Monday, November 09, 2009

Critical Thinking

Last summer my friend Erin brought up the problem she has with teaching her kids to think critically about the subjects they were studying. We talked a bit about how it's a slow process, and how she's doing all the right things to help the kids begin to see things from the right perspective ... as opposed to absorbing whatever line the textbook company throws at them.

This weekend I realized something else: if they absorb The Party Line when they're little, it's not going to do them major harm -- especially if Mom and Dad are helping them learn to evaluate in small doses, or asking thought-provoking questions. What hurts is when students are still unquestioningly absorbing the PC spin in their mid- to late teens.

Andrew and I are listening to an audiobook on the Revolutionary War right now. In conjunction with that, we borrowed Liberty's Kids for Maggie (and possibly for solidifying names, dates, places for Andrew and me). I knew the video would be from the perspective that the Founding Fathers were flawless heroes. I was a little uneasy with that, but finally decided that first we need to learn the facts stories, and then we can evaluate what the different sides believed.

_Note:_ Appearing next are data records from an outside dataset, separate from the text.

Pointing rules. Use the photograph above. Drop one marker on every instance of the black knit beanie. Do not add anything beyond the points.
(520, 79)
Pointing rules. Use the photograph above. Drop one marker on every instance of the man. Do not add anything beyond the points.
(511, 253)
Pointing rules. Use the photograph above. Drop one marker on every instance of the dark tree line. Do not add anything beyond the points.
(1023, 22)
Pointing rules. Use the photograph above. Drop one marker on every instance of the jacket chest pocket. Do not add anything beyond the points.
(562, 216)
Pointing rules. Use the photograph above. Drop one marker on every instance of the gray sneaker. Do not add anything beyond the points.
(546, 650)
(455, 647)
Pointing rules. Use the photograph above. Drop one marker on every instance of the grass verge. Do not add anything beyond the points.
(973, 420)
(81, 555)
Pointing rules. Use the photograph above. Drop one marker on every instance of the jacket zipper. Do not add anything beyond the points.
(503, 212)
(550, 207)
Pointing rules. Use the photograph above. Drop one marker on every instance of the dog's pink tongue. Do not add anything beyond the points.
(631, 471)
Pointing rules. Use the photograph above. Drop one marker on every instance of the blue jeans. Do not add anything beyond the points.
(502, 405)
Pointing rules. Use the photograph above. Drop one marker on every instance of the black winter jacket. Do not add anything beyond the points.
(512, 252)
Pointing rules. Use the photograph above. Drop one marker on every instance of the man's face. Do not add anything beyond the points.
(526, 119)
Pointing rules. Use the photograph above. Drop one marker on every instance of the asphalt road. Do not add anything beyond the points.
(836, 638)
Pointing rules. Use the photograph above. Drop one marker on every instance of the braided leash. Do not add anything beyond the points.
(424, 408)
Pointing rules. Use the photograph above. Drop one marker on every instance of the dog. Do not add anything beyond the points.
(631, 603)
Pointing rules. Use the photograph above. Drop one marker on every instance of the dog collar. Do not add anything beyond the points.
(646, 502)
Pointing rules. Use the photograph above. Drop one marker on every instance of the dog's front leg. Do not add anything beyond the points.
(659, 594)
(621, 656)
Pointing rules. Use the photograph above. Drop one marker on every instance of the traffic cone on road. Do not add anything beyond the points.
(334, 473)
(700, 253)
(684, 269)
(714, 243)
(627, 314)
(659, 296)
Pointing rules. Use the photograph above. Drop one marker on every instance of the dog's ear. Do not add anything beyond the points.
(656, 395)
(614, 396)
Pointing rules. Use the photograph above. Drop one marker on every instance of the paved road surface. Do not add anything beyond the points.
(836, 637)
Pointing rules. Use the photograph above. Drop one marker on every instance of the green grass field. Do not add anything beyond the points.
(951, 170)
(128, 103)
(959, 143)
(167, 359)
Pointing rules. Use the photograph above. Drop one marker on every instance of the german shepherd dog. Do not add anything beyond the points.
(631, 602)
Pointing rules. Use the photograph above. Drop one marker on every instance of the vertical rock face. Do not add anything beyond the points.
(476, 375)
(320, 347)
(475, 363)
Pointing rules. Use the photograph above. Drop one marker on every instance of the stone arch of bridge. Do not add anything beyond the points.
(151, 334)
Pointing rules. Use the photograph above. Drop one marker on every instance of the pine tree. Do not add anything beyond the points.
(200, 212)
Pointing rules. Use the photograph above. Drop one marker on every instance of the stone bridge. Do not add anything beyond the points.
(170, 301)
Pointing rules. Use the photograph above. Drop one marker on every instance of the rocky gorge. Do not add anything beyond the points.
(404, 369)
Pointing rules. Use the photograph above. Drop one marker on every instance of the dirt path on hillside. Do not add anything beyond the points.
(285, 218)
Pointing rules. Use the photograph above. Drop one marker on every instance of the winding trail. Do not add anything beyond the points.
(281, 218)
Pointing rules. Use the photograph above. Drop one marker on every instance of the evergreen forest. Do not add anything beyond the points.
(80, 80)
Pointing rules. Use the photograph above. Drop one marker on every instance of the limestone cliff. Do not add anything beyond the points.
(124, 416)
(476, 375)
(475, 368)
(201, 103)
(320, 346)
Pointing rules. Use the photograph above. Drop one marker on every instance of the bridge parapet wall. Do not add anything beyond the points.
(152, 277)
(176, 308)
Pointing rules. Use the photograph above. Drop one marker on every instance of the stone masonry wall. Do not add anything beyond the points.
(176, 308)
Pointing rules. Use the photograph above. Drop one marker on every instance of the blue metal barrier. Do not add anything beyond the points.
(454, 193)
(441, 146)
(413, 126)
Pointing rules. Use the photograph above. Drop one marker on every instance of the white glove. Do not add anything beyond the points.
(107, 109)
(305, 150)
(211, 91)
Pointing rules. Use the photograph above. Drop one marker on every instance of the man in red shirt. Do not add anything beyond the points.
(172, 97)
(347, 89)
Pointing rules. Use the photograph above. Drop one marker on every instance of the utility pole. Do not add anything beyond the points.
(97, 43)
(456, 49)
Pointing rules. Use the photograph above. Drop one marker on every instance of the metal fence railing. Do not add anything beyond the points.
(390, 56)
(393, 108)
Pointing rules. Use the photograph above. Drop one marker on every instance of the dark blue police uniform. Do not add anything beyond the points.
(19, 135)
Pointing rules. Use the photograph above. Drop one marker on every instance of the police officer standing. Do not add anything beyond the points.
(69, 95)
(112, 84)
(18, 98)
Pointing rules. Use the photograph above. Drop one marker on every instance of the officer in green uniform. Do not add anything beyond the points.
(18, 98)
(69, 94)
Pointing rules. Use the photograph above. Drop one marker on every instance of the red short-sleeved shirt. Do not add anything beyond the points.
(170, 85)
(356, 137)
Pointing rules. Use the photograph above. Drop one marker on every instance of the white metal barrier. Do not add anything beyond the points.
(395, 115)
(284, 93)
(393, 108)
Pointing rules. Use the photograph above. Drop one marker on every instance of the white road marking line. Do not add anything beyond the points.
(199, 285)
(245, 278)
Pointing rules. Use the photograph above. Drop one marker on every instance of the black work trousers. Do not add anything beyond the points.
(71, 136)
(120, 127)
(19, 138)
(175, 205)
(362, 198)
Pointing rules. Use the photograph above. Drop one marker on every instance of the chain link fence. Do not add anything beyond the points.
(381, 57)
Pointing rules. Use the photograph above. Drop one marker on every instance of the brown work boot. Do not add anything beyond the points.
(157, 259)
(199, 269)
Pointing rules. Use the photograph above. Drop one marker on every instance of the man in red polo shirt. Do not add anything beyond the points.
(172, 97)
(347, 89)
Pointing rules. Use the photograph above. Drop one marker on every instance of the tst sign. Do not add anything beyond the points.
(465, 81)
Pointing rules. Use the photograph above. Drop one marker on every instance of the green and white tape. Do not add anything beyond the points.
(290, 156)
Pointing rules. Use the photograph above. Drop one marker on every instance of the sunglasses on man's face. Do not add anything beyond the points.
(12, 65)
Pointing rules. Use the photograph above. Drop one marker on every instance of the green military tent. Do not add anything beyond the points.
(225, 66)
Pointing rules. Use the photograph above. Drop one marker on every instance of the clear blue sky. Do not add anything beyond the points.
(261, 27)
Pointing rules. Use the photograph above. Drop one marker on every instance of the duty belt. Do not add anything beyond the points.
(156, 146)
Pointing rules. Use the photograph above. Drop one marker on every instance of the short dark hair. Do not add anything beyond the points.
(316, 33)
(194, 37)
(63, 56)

Turns out that I was not impressed with Liberty's Kids. I know it works great for some families. For our purposes, with the ages of our kids, there wasn't enough information to bother with the time spent watching the show. I wasn't surprised by the winner-writes-the-history perspective, and wasn't surprised by the number of women and minorities in the stories. But I was very surprised at how peripheral the Boston Tea Party was to the episode on the Boston Tea Party. Thinking it might be a fluke, we watched the next episode. But the only thing we learned about the Coercive Acts was that British soldiers were quartered in colonists' homes; the other 95% of the show was irrelevant for our purposes.